I think a nonsexual relationship is functional. I think there are a lot of relationships in our lives that we don't give the importance we should because they're not sexual. One of the experiences I have had in San Francisco is that a lot of women I have become friends with have moved away. It's a very transitional city, and I feel very settled here. I feel if a friend is thinking of leaving town, she should come to me and say she's thinking of moving, what do I think. But they don't...I have very close lesbian friends, and I would like to see us have more options. We need words to say we're committed to each other, and that we will talk about life decisions together, but that we're not lovers. --Laura Moxie

So it's not only asexuals-- and I'm sure it's not only asexuals and lesbians either-- that can have trouble forming committed friendships in a society that's awfully wishy-washy about their existence. On the one hand, we (as women, I can't speak for the guys) are shown images of devoted Sex & the City-style friendships (see earlier post) and on the other hand, we're pressured to get and keep boyfriends and/or husbands. We're told our friends are not enough; that they won't love us as much as a boyfriend or husband will.
This story in Boston Marriages reminded me of the pain I felt when I realized I was much more committed to a friend than she was to me. It hurt like losing a romantic relationship would hurt, only I never received the closure. The story also reminded me of a straight female friend who once declared: "I would totally move across the country with a friend. What's so weird about that?" Indeed. If only more people were aware that it isn't 'weird' to share that view.


4 comments:

Matt said...

This pain of loosing a friend, the sadness of their leaving, etc. Would you have the same feelings if they weren’t leaving, but spending less time with you and more time with others or when you’re with them, there are other people? Has this ever happened to you? Call up one of your friends to see what’s happening for the night and they say that they’re going to a party or bar without you, or when you go over to visit them, someone is sitting in your chair and acting like that they’ve been their friend as long if not longer . . . they act all comfortable and cool around your friend, like they’ve been hanging out for years.
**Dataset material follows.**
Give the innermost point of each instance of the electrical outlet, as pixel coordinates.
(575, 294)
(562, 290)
Would something like that make being Asexual more difficult, given that your emotions feel that it should spend everyday with that one friend more than others, when that one friend feels like sharing their time with others as well?

Ily said...

I think everyone's been hurt in a friendship at some time or another...we're just told that it doesn't really matter as much as other relationships, and I think that's the aspect that can be hard for asexuals. Otherwise, I don't think friendship is necessarily that different for asexual and sexual people. There are a lot of sexual people who want 'best friends'-- it's just important for all involved that it be mutual.

Inkwyrm said...

Obviously been a long time, but.

This is Sobriquet from the AVEN forums! Hi ^_^

I am fortunate to form these relationships quickly, because I'm everyone's friend, and because I have a large family and my two siblings closest to me in age are my best friends, plus my big brother. I take my big sis (Jen) out to the movies, I buy her gifts, we spend all our time together.. we are more commited to each other than any romantic relationship I've seen at my age. She's now 2.5 hours away by car, but I still go up to see her every two weeks.

It's wanting a partner. Like in cowboy movies. A staunch ally.

~ Ily <3

Ily said...

Thanks for commenting, "a staunch ally" is a really great way to put it.

You signed your comment "Ily", does that have some other meaning?